Not anything else nor other.

Only witnessed.

Faithfully witnessed, that is, seen in its own place, on its own terms, as it is being created by itself.

In our presence. composed, decomposed, recomposed, co-composed.

To learn to read is to comprehend the poetics of expression wherein each of us is writing the other, or, put differently, each of us is the other being illumined in creative composure in the movement of witnessing gaze.

The everyday ordinary revelation of truth will look like this.

And this will be the 21st century coming of the dharma/gospel between us -- no barrier, no boundary, no fooling!

Now, let’s open to the first page and begin reading one another authentically.

Monday, December 09, 2013

Eagle Lake

Snow begins.

Prayer continues,

Life, only and alone.

Opens here.

Sunday, December 08, 2013

In New York the expression is,"Hey, I'm only askin'!" And, "I'm just sayin'!"

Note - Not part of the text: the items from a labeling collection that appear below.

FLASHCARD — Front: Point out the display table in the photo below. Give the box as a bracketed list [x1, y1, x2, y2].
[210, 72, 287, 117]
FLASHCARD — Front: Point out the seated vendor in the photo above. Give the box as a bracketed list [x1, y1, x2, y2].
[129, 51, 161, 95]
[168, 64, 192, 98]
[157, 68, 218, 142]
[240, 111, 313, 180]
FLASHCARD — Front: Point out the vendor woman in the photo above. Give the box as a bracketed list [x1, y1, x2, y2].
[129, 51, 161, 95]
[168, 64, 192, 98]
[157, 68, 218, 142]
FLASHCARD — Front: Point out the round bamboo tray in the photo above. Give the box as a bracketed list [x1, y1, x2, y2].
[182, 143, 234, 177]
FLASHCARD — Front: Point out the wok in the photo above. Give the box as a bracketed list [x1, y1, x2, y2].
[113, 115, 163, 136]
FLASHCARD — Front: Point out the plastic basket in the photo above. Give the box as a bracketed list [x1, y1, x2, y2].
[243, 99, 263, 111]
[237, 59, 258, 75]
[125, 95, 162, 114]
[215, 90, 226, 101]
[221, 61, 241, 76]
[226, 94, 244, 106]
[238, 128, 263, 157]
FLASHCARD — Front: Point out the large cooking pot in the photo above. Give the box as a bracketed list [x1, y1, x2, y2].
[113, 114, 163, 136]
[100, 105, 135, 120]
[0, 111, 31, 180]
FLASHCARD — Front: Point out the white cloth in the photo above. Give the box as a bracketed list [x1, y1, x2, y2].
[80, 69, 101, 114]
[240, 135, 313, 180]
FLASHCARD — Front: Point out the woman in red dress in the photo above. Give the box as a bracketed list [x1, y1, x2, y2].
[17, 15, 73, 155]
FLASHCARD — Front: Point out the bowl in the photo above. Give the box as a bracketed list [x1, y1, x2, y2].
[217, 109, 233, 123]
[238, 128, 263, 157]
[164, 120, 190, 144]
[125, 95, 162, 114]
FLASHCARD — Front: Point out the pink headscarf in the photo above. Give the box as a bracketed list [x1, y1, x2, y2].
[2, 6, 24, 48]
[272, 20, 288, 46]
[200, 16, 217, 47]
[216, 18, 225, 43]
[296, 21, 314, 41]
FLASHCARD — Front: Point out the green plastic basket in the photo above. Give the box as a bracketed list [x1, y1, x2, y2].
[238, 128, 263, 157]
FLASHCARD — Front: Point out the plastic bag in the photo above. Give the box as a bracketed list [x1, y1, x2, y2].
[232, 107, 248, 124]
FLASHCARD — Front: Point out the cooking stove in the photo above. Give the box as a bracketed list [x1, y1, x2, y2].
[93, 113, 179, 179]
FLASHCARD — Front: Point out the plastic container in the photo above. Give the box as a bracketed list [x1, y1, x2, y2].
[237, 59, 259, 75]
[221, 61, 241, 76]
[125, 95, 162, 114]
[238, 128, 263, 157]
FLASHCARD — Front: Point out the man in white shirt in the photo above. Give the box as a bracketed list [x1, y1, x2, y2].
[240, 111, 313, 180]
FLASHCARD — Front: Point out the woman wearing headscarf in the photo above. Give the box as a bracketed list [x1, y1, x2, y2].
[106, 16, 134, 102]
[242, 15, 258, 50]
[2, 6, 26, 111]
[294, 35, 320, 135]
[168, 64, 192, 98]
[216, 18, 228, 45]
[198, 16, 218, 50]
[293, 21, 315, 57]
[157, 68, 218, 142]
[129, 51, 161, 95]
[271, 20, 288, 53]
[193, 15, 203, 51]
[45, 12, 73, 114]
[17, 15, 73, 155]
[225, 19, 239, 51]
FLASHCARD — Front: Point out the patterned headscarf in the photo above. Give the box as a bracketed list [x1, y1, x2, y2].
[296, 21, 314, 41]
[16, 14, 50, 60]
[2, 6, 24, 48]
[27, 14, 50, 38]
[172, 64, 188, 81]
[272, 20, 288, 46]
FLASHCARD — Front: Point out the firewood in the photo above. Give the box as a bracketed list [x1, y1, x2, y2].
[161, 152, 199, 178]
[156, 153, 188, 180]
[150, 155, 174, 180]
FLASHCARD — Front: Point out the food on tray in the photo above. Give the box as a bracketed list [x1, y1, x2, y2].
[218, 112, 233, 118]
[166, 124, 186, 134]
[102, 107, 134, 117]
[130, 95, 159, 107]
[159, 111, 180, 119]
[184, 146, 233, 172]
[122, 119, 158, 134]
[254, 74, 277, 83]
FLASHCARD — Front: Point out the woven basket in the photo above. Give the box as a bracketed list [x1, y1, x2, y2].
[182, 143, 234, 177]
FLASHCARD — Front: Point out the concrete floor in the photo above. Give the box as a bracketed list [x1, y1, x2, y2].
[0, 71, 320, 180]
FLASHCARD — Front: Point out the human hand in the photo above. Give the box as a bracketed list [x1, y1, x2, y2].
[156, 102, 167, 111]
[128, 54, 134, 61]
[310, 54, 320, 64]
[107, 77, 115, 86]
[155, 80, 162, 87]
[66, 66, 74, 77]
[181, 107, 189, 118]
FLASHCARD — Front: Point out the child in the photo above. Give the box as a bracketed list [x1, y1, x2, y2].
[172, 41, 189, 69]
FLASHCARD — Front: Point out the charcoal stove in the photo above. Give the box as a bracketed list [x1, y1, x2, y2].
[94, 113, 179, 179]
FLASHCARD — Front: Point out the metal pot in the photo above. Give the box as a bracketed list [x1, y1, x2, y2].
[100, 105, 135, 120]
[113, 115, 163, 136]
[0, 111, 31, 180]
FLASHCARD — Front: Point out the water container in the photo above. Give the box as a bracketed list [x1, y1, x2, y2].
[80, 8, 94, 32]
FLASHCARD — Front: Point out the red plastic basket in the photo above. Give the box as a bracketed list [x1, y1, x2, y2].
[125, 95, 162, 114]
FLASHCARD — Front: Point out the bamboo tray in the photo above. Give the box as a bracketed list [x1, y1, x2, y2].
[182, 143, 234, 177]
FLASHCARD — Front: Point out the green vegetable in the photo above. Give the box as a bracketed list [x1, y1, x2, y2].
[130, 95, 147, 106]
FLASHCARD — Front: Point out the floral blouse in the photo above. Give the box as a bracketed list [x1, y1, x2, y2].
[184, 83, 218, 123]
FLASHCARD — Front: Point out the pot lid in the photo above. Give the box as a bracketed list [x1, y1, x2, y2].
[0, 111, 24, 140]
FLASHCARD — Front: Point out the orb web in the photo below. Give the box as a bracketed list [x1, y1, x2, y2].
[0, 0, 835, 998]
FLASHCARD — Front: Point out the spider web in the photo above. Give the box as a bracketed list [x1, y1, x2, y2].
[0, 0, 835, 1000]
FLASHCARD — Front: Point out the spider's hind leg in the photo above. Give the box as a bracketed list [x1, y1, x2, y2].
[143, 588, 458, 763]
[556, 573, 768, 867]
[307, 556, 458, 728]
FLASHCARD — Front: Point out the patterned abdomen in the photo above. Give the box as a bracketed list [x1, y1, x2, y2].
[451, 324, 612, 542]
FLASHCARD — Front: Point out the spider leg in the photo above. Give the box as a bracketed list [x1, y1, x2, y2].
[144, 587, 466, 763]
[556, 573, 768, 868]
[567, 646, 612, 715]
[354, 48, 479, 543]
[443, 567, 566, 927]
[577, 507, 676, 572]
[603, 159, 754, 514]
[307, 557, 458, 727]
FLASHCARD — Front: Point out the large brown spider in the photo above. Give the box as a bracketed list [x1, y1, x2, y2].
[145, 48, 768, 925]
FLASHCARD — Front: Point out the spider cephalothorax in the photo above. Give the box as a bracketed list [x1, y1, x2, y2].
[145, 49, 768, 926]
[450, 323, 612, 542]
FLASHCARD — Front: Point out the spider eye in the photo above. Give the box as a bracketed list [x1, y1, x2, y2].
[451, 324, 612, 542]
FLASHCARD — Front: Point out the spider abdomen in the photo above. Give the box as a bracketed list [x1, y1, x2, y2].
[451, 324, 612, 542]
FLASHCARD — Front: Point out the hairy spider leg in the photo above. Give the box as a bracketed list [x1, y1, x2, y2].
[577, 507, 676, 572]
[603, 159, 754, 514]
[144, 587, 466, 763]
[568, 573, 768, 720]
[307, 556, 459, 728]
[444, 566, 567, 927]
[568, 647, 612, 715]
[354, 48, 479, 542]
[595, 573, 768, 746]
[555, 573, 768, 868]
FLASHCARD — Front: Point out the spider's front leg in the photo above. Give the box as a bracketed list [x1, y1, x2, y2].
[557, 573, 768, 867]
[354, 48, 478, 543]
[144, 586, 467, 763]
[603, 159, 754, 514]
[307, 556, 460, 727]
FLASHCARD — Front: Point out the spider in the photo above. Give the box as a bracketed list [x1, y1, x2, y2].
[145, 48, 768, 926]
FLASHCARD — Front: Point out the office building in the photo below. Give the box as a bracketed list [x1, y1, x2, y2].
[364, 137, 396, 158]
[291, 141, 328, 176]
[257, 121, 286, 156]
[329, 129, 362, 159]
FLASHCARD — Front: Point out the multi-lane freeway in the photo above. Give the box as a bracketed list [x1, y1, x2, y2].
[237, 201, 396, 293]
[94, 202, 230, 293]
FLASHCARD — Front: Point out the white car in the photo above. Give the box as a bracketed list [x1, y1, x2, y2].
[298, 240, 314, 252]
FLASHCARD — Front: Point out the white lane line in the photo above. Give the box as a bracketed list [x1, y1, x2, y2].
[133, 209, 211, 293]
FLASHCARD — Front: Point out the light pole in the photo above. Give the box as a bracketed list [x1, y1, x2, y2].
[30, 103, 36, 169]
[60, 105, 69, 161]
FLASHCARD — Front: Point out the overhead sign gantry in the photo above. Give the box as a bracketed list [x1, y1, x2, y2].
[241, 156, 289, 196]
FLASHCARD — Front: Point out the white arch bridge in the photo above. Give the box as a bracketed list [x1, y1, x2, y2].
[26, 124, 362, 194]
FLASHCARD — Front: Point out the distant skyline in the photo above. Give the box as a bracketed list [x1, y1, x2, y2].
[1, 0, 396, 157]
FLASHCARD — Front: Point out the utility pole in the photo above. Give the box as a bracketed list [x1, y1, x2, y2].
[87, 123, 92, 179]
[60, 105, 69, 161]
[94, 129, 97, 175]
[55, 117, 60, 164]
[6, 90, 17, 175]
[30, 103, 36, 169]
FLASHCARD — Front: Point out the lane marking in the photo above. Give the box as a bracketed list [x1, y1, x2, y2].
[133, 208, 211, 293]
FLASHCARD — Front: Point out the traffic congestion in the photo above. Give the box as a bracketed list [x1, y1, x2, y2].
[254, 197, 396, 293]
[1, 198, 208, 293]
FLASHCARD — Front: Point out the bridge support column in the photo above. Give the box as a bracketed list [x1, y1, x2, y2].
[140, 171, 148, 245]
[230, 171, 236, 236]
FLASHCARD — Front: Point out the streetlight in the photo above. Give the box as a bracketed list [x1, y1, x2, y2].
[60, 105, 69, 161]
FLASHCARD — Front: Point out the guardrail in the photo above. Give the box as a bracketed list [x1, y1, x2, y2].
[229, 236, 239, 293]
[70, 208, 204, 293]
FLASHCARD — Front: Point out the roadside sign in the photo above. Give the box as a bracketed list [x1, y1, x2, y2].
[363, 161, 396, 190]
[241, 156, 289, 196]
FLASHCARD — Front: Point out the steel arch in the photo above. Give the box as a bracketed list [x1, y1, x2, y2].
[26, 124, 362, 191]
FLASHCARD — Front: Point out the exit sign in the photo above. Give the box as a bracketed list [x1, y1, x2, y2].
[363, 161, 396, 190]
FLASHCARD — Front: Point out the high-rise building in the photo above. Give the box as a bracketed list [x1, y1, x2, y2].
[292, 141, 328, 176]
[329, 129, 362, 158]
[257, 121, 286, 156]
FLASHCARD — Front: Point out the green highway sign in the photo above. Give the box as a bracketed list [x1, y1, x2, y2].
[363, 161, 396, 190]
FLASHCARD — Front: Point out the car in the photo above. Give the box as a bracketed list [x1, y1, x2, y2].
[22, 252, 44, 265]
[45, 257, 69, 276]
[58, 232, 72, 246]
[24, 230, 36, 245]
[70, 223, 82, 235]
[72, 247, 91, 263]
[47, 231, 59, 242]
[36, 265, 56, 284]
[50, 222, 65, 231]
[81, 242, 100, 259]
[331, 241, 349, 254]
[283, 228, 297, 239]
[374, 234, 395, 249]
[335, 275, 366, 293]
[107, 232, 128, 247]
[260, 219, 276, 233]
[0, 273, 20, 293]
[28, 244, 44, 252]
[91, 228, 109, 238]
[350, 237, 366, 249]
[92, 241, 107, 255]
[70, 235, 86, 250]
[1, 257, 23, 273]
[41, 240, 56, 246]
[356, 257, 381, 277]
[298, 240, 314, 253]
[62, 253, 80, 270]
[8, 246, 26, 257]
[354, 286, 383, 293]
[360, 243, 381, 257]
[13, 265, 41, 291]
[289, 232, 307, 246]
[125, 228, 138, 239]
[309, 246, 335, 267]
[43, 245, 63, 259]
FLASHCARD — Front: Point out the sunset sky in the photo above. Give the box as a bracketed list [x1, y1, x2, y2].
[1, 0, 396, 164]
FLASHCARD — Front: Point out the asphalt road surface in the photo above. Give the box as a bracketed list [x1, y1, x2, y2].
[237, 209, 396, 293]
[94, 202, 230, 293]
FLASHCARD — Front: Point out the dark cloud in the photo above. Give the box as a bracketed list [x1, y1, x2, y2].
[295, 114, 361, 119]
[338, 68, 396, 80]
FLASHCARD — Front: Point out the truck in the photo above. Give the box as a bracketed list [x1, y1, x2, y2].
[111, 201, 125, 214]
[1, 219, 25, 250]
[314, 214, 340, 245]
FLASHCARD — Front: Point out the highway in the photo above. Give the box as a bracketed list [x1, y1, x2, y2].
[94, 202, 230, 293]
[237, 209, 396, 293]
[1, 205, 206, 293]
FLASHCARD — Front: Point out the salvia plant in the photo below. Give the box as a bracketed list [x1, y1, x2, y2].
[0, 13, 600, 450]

Is the Palestinian Jewish woman Miriam really the hollow barrierless conduit for the messiah to find form in word-laden humanity?

Is the Shakya regal Indian Siddhartha really the initial spark lighting up human consciousness to finally see through everything?
All my life, until today, I have been content to ask questions. All the while knowing that the real questions, those that concern the Creator and His creation, have no answers. I'd even go farther and say there is a level at which only the questions are eternal; the answers never are.
And so, the patient that I am, more charitable, repeats, "Since God is, He is to be found in the questions as well as in the answers."

(--p.69, in Open Heart, by Elie Wiesel)
What do we really know about God?

Is anyone who thinks they're enlightened really not?

Are you and I really not about God?

Time, Stone, Sound, Scent, Enlightenment, Openness

Be, yourself, that which is, open!

"allowing access, passage, or a view through an empty space; not closed or blocked up:”

Imagine, living life as one

They stand about and ponder the arrival that is sunrise.

Walter Kaufmann and Thomas Berry turn each to own version of Lauds.

It is Bodhi Day, Buddha’s Enlightenment Day!

It is Immaculate Conception Day, Mary begins form in the world with no obstruction no abstraction   -- only open heart open mind open body.